- Born: August 20, 1915 Fort Atkinson, Wisconsin, US
- Died: July 11, 1944 (aged 28) near Anamo, Territory of New Guinea
- Allegiance: United States
- Branch: United States Army
- Service years: 1941–1944
- Rank: Staff Sergeant
- Unit: 128th Infantry Regiment, 32nd Infantry Division
- Conflicts: World War II
- Awards: Medal of Honor

= Gerald L. Endl =

American soldier and posthumous recipient of the Medal of Honor

Gerald Leon Endl (August 20, 1915 - July 11, 1944) was a United States Army soldier and a recipient of the United States military's highest decoration—the Medal of Honor—for his actions in World War II.

==Biography==
Born and raised in Fort Atkinson, Wisconsin, Endl later married Anna Marie Goethe and moved to Janesville, from where he was inducted into the U.S. Army in April 1941. By July 11, 1944, he was serving in New Guinea as a staff sergeant in the 128th Infantry Regiment, 32nd Infantry Division. During a Japanese attack on that day, near Anamo, he single-handedly held off the advance until several wounded comrades could be rescued. He was killed while carrying the last wounded man to safety. For these actions, he was posthumously awarded the Medal of Honor eight months later, on March 13, 1945.

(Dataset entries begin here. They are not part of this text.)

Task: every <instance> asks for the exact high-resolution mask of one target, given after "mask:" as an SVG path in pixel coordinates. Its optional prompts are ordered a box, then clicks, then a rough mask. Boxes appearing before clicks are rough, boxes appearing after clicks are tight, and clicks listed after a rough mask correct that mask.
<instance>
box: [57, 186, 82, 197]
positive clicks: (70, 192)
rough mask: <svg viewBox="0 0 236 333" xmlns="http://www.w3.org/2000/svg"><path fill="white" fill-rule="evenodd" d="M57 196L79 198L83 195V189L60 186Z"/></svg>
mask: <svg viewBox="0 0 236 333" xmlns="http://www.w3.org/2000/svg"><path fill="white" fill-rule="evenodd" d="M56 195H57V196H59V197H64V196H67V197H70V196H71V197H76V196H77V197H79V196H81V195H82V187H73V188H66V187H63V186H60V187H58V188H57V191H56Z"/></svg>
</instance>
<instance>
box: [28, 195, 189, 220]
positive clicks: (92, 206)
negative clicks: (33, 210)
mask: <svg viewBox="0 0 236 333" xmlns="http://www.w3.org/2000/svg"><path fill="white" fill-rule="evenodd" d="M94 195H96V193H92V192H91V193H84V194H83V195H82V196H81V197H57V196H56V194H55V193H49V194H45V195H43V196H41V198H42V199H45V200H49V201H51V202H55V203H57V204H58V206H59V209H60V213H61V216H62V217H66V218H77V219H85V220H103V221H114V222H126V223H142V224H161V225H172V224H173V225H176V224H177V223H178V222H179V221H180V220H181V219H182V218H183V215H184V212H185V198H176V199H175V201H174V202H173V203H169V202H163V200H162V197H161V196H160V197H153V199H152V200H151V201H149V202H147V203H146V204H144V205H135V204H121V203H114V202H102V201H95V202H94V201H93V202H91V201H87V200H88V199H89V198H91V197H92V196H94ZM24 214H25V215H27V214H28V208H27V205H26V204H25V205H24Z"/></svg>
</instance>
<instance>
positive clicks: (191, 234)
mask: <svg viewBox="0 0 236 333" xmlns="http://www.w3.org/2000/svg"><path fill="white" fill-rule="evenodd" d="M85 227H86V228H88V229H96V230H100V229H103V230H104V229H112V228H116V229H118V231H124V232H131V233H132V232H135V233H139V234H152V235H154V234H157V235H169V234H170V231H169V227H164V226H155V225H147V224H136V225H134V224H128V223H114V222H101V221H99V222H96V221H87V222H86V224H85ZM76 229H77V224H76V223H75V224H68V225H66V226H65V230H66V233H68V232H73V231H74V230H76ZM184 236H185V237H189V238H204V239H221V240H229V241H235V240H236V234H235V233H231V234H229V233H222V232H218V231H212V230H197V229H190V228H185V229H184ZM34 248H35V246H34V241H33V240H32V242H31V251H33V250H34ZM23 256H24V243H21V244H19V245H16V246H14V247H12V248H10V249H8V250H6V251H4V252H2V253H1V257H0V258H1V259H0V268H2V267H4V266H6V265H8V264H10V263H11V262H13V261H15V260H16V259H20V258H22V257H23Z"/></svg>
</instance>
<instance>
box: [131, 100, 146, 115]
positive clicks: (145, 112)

==Medal of Honor citation==
Staff Sergeant Endl's official Medal of Honor citation reads:
For conspicuous gallantry and intrepidity at the risk of his life above and beyond the call of duty near Anamo, New Guinea, on 11 July 1944. S/Sgt. Endl was at the head of the leading platoon of his company advancing along a jungle trail when enemy troops were encountered and a fire fight developed. The enemy attacked in force under heavy rifle, machinegun, and grenade fire. His platoon leader wounded, S/Sgt. Endl immediately assumed command and deployed his platoon on a firing line at the fork in the trail toward which the enemy attack was directed. The dense jungle terrain greatly restricted vision and movement, and he endeavored to penetrate down the trail toward an open clearing of Kunai grass. As he advanced, he detected the enemy, supported by at least 6 light and 2 heavy machineguns, attempting an enveloping movement around both flanks. His commanding officer sent a second platoon to move up on the left flank of the position, but the enemy closed in rapidly, placing our force in imminent danger of being isolated and annihilated. Twelve members of his platoon were wounded, 7 being cut off by the enemy. Realizing that if his platoon were forced farther back, these 7 men would be hopelessly trapped and at the mercy of a vicious enemy, he resolved to advance at all cost, knowing it meant almost certain death, in an effort to rescue his comrades. In the face of extremely heavy fire he went forward alone and for a period of approximately 10 minutes engaged the enemy in a heroic close-range fight, holding them off while his men crawled forward under cover to evacuate the wounded and to withdraw. Courageously refusing to abandon 4 more wounded men who were lying along the trail, 1 by 1 he brought them back to safety. As he was carrying the last man in his arms he was struck by a heavy burst of automatic fire and was killed. By his persistent and daring self-sacrifice and on behalf of his comrades, S/Sgt. Endl made possible the successful evacuation of all but 1 man, and enabled the 2 platoons to withdraw with their wounded and to reorganize with the rest of the company.